Biometics Research , Merck & Co., Inc. , Kenilworth , New Jersey 07033 , United States.
Department of Statistics , The Ohio State University , Cockins Hall, 1958 Neil Avenue , Columbus , Ohio 43210 , United States.
J Chem Inf Model. 2019 Jun 24;59(6):2642-2655. doi: 10.1021/acs.jcim.9b00094. Epub 2019 May 6.

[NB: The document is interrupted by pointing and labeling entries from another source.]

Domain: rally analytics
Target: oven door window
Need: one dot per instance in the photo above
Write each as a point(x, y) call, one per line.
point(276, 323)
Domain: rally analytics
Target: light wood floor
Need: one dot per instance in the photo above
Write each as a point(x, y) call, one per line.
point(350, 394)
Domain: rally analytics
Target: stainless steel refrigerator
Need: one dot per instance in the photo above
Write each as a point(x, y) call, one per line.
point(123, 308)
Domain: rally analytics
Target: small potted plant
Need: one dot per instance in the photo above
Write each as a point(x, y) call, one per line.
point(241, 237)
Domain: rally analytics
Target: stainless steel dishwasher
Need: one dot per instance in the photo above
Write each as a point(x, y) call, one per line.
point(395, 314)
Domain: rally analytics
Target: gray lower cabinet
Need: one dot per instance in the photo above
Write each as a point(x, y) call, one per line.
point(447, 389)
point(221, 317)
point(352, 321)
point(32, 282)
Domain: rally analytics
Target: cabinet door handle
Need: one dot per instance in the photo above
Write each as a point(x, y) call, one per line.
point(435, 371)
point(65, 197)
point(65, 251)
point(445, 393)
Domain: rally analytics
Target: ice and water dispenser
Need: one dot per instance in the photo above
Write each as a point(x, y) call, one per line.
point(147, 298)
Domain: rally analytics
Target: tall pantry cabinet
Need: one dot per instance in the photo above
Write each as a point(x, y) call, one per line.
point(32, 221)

Quantitative structure-activity relationship (QSAR) is a very commonly used technique for predicting the biological activity of a molecule using information contained in the molecular descriptors. The large number of compounds and descriptors and the sparseness of descriptors pose important challenges to traditional statistical methods and machine learning (ML) algorithms (such as random forest (RF)) used in this field. Recently, Bayesian Additive Regression Trees (BART), a flexible Bayesian nonparametric regression approach, has been demonstrated to be competitive with widely used ML approaches. Instead of only focusing on accurate point estimation, BART is formulated entirely in a hierarchical Bayesian modeling framework, allowing one to also quantify uncertainties and hence to provide both point and interval estimation for a variety of quantities of interest. We studied BART as a model builder for QSAR and demonstrated that the approach tends to have predictive performance comparable to RF. More importantly, we investigated BART's natural capability to analyze truncated (or qualified) data, generate interval estimates for molecular activities as well as descriptor importance, and conduct model diagnosis, which could not be easily handled through other approaches.
定量构效关系(QSAR)是一种非常常用的技术,用于使用分子描述符中包含的信息来预测分子的生物活性。大量的化合物和描述符以及描述符的稀疏性对该领域中使用的传统统计方法和机器学习(ML)算法(如随机森林(RF))提出了重要挑战。最近,贝叶斯加法回归树(BART)作为一种灵活的贝叶斯非参数回归方法,已被证明具有竞争力,可与广泛使用的 ML 方法相媲美。BART 不是仅专注于准确的点估计,而是完全在分层贝叶斯建模框架中进行公式化,这允许对各种感兴趣的数量进行不确定性的量化,从而为这些数量提供点估计和区间估计。我们将 BART 作为 QSAR 的模型构建者进行了研究,并证明了该方法具有与 RF 相当的预测性能。更重要的是,我们研究了 BART 分析截断(或合格)数据的自然能力,为分子活性以及描述符重要性生成区间估计,并进行模型诊断,而这些是其他方法不容易处理的。